Google Fined Record $2.7 Billion in E.U. Antitrust Ruling – What Might This Mean For Price Comparison Sites?
One of the biggest online giants, Google, has been slapped with a record fine of $2.7 billion for what the European Union regulator says are illegal and unfair practices.
Margrethe Vestager, the antitrust Chief of the EU has slammed the technology company for promoting its own services to the detriment of its rivals, a practice not permitted under EU rules. And in a move separate to the score of complaints allegedly made against Google by other companies, the European Commission has warned Google that it only has 90 days to make the necessary changes or else face even steeper penalties.
What Exactly Has Google Done Wrong?
Under EU laws, a company like Google can’t act unfairly and promote its own services ahead of its competitors unless it’s on merit. The EU are claiming that Google has deliberately demoted the ads from its rivals and used its influence to promote its own results. With around 95% of the clicks coming from the first page of any search results, there’s no escaping the fact that there’s hefty financial benefits from what Google is alleged to have done.
The commissioner, Margrethe Vestager, was scathing about the “abuse” of its own “market dominance” shown by Google, pointing out the effect not just on the consumer by denying them real choice but also the impact on the growth of competitors.
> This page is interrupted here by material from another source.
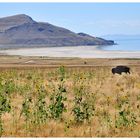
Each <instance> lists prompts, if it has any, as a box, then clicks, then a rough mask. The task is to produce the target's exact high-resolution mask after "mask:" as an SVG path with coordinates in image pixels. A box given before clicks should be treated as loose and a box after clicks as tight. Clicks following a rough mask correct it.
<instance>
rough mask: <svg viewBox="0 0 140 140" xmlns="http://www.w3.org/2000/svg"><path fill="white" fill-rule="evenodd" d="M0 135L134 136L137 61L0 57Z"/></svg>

Google has yet to respond formally in full to the ruling but it’s expected to appeal, a move which could take a number of years to reach a final conclusion.
The Impact On Price Comparison Sites
Other price comparison sites such as Kelkoo has been complaining for many years about what they believed were the unfair practices of Google. This case has taken the EU a number of years to assemble and it’s been achieved with the assistance of Kelkoo and others.
With Google being ordered to change its illegal algorithms and allow true market competition, there’s a hope that the effect on other companies in the market could be positive. Having struggled against unfairly stacked search engine results for many years, the CEO of Kelkoo, Richard Stables, now hopes that true competition will now be allowed back into the marketplace.
Having lost more than a decade’s worth of development as a result of Google’s underhand methods, the Kelkoo CEO now believes that finally the company can start to make the most of innovation and reach consumers in a way that simply wouldn’t have been possible before. However, he warned of the need for regulators to keep a close eye on the market to prevent any online firms from manipulating their technology to suit their own needs.
What Happens Next?
Having issued the long-awaited ruling against Google, in theory the technology company should now make the changes ordered but it’s unlikely to be that simple. The algorithms which govern their search engines have been guarded as top secret by Google over the years and they’re unlikely to just allow them to be inspected. The company has always insisted that it’s done nothing wrong and has said it has been working with the European Commission since 2010.
Although the fine is more than double that of the previous record issues, it still only represents a tiny fraction of the average annual income for the blockbusting firm. What’s likely to be more of a concern to Google is the changes it’s being ordered to make and the demand for more transparency in its search results. And with the two sides expected to battle this ruling out through the courts through the coming months, and potentially years, it may well be that Kelkoo and co have to wait a little bit longer to get the outcome they deserve.